Meet Nina Oakley, a Ph.D. student in Atmospheric Sciences. She is currently working for the Western Regional Climate Center at DRI and studying synoptic and mesoscale meteorology of the western US. The results of this research will support early warning of landslide and post-fire debris flows in this heavily populated area.
What brought you to DRI?
I came to DRI in 2011 to finish my Master’s degree. I met with several people on my initial visit to Reno, including Drs. Kelly Redmond and Tim Brown who run the Western Regional Climate Center (WRCC). I was intrigued by the work and mission of the WRCC, and accepted a graduate research assistant position with the group. I was nervous about coming to Reno because I had always lived by the ocean, love surfing, and don’t like cold weather, but it worked out well. I was hired on as a WRCC staff member after finishing my Master’s degree and found plenty of outdoor activities to do. I also met my wonderful husband at DRI and just got married a few months ago!
What are you studying?
I am studying synoptic and mesoscale meteorology of the western US.
What research projects are you working on? And who at DRI are you working with?
My research project focuses on the meteorology associated with extreme precipitation, landslides, and post-fire debris flows in the transverse (east-west oriented) mountain ranges of southern California. The results of this research will support early warning of landslide and post-fire debris flows in this heavily populated area.

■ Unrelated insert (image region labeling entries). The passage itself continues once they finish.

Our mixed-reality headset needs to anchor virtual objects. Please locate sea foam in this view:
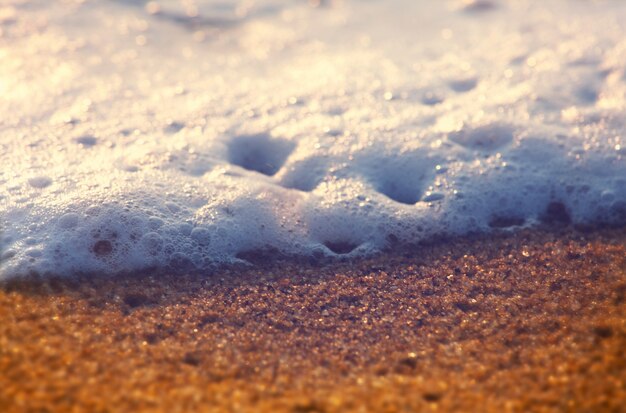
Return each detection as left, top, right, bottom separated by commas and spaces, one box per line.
0, 0, 626, 278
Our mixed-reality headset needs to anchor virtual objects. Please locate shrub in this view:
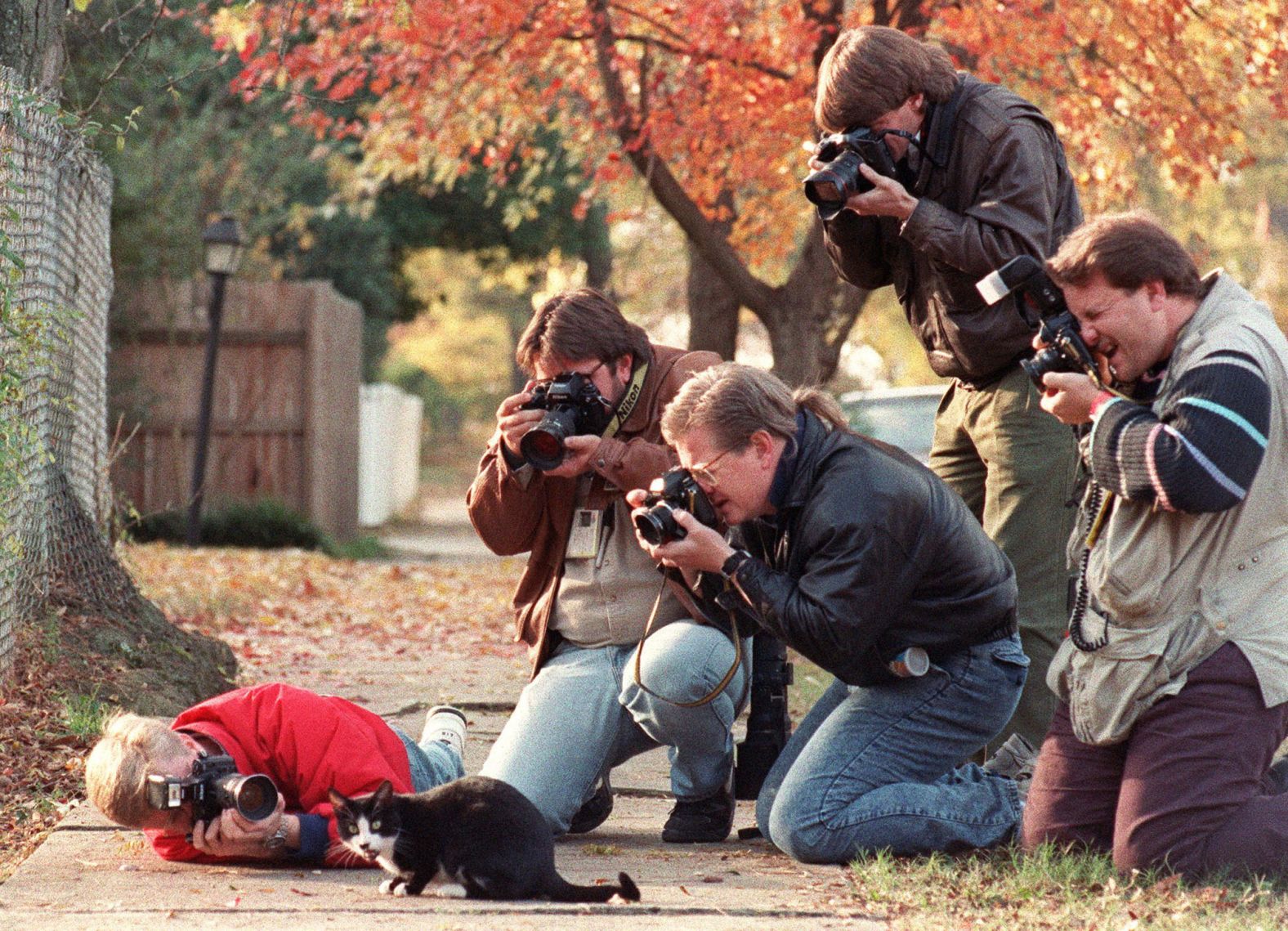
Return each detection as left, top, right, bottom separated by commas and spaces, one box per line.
125, 499, 329, 550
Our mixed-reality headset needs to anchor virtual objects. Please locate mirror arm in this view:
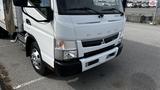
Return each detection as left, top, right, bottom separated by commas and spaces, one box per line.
21, 6, 49, 22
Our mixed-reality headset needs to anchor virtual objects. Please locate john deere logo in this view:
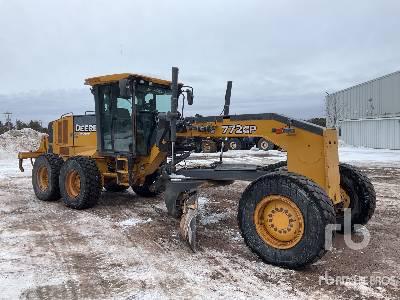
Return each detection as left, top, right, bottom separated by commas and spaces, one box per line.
75, 124, 96, 132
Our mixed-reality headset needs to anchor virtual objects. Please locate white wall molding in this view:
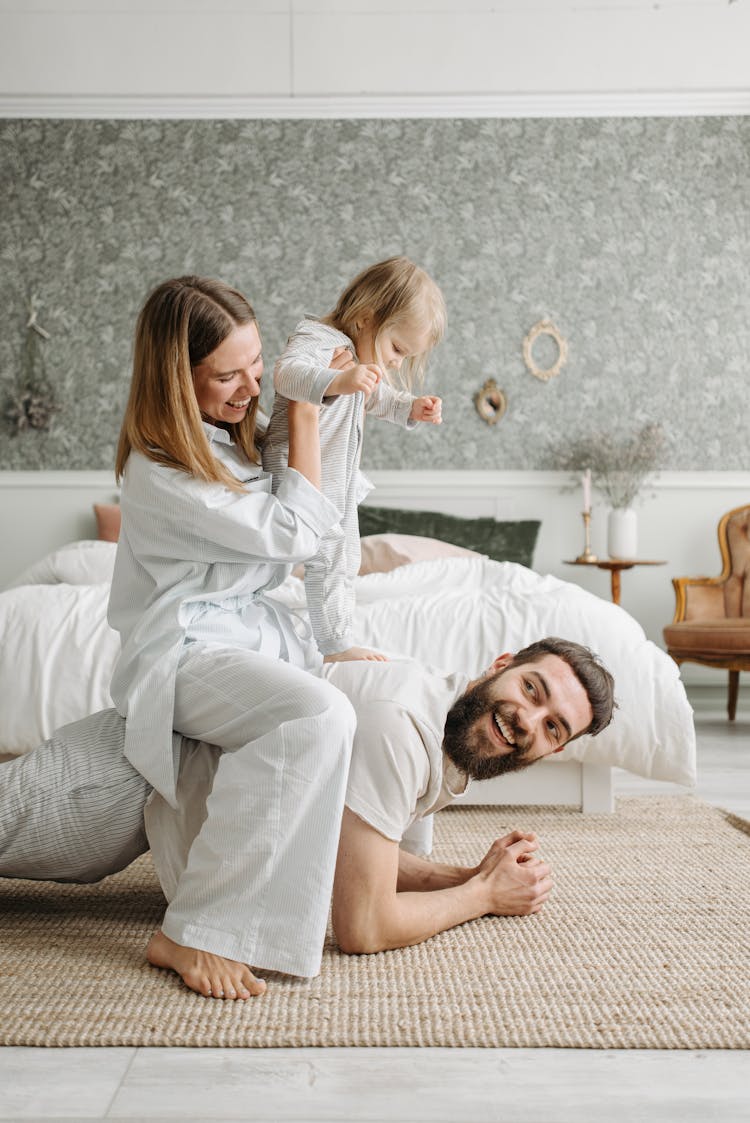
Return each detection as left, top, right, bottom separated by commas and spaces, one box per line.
0, 468, 750, 500
0, 89, 750, 120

My dissertation advisor at DRI is Dr. Mike Kaplan. The landslide/debris flow project is led by Marty Ralph at the Center for Western Weather and Water Extremes (CW3E), which is housed at Scripps Institution of Oceanography in La Jolla, California. I am also collaborating with California Geological Survey and US Geological Survey.
What are your short-term and long-term goals while at DRI?
My short-term goal is to finish my dissertation and course work! I work full time as a climatologist with WRCC, so it is very challenging to balance research with operational needs.
My long-term goal is to better understand climate drivers and variability in the West. I also hope to develop an in-depth understanding of how we have measured climate in the past, how we currently measure it, and how we can improve measurements in the future while maintaining consistency with historic records. I also want to become an effective communicator of climate information in many mediums—writing, presentations, figures, web-based pages and tools.
Tell us about yourself. What do you do for fun?
I enjoy water sports and paddleboard or paddle outrigger canoe whenever the weather allows! Whenever possible, I try to get out to the coast and have a surf. I also enjoy mountain biking and snowboarding when the weather isn’t good for paddling. Anything active is fun for me, even better when it is outdoors. With the challenges of work and school it is important for me to keep fun in the mix and stay healthy!